As we found in the present study, previous studies also identified that the spike protein D614G mutation frequently accompanies a silent mutation 3037C>T and a missense mutation 14,408C>T in ORF1ab [
3]. The 14408C>T mutation in ORF1ab replaces a proline (P) with leucine (L) at position 4715 (P4715L) of ORF1ab polyprotein which actually appears as a replacement of proline with leucine at position 323 (P323L) of RdRp enzyme. The RdRp enzyme of SARS-CoV-2 catalyzes replication of viral RNA and it possesses proof-reading capability [
6]. Thus a critical mutation in RdRp gene has the potential to alter viral replication capability with fidelity, and thereby a mutation in RdRp may contribute to infectivity of the virus and severity of the disease. The presence of 14408C>T mutation in SARS-CoV-2 genome that causes RdRp P323L mutation was found to be associated with overall increase in mutation rate in the viral genome [
6]. Although the 14408C>T (RdRp P323L) mutation was predominantly found in severely affected patients in the present study, further studies will be required to elucidate whether this RdRp mutation has any significant impact on the viability and infectivity of SARS-CoV-2 and the severity of COVID-19.
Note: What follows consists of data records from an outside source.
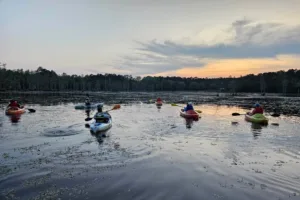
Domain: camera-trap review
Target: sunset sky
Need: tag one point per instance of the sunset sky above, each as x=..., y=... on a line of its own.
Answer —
x=198, y=38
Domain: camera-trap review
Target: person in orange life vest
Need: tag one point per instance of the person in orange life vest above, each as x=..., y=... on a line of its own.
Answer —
x=14, y=104
x=257, y=110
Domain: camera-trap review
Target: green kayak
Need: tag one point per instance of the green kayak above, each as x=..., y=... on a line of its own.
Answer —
x=90, y=106
x=257, y=118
The vast majority of genomic sequences of SARS-CoV-2 available at GISAID database do not contain patient status information. Even many of the sequences that contain patient status information use such ambiguous words to describe the information that do not reflect the severity status of the patient. That’s why we were unable to include large number of sequences to analyze in the present study. For the same reason, we were unable to include sequences in such a way that biases due to geographical, temporal, ethnic and gender variations could have been avoided. In spite of small sample size, month wise and country wise analyses of our data suggested that the temporal and geographical variation in the distribution of mutation did not influence our findings to a large extent. However, we do not know whether the patients included in the mildly affected group subsequently developed severe disease or not. In fact, GISAID database does not include any follow up information about patient status. Thus, it is another limitation of the present study, and to overcome this limitation, further studies will be required in which follow up information on patient status is available.
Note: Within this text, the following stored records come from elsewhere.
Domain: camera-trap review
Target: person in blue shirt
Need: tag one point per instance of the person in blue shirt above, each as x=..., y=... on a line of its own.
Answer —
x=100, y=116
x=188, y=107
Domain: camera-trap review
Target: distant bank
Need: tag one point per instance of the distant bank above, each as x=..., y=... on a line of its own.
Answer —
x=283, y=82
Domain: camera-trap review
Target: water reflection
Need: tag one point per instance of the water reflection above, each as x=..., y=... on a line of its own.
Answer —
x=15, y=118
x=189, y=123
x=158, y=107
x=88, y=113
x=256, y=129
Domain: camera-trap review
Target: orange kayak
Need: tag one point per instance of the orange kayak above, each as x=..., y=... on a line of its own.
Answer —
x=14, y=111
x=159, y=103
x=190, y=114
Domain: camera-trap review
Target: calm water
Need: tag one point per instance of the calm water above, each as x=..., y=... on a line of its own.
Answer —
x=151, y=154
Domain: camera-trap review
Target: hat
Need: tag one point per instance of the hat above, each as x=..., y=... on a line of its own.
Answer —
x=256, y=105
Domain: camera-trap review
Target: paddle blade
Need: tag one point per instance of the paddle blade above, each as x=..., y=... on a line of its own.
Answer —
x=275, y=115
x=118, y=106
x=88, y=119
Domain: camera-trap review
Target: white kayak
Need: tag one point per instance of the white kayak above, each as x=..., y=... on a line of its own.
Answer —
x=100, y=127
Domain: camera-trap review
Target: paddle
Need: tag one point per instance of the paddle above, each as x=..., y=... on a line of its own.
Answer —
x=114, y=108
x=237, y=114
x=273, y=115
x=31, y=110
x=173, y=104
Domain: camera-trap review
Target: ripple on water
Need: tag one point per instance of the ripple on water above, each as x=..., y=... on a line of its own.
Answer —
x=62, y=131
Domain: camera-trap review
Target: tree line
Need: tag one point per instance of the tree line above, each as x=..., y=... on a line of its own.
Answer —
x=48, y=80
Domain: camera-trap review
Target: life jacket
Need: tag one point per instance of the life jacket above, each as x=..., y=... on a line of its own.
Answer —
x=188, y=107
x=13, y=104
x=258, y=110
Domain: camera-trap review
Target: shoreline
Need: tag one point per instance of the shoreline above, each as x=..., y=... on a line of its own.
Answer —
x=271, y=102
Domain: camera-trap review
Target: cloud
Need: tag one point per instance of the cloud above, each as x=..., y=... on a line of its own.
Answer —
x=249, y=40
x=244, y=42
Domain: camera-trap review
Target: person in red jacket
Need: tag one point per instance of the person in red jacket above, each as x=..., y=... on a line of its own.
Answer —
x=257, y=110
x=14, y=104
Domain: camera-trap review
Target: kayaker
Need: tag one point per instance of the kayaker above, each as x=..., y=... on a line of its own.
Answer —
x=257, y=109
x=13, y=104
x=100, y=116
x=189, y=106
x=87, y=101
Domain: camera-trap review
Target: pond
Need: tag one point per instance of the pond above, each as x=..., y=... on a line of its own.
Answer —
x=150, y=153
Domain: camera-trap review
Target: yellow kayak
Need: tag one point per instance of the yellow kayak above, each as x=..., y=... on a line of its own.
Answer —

In spite of all these limitations, in the present study, to the best our knowledge, we for the first time compared mutation profiles of SARS-CoV-2 between mildly affected and severely affected COVID-19 patients. Based on our findings, it may be concluded that the spike protein D614G and RdRp P323L mutations predominate in severely affected COVID-19 patients. Further studies will be required to explore whether spike protein D614G mutation or RdRp P323L mutation or the combination of both mutations can exert an impact on the severity of COVID-19.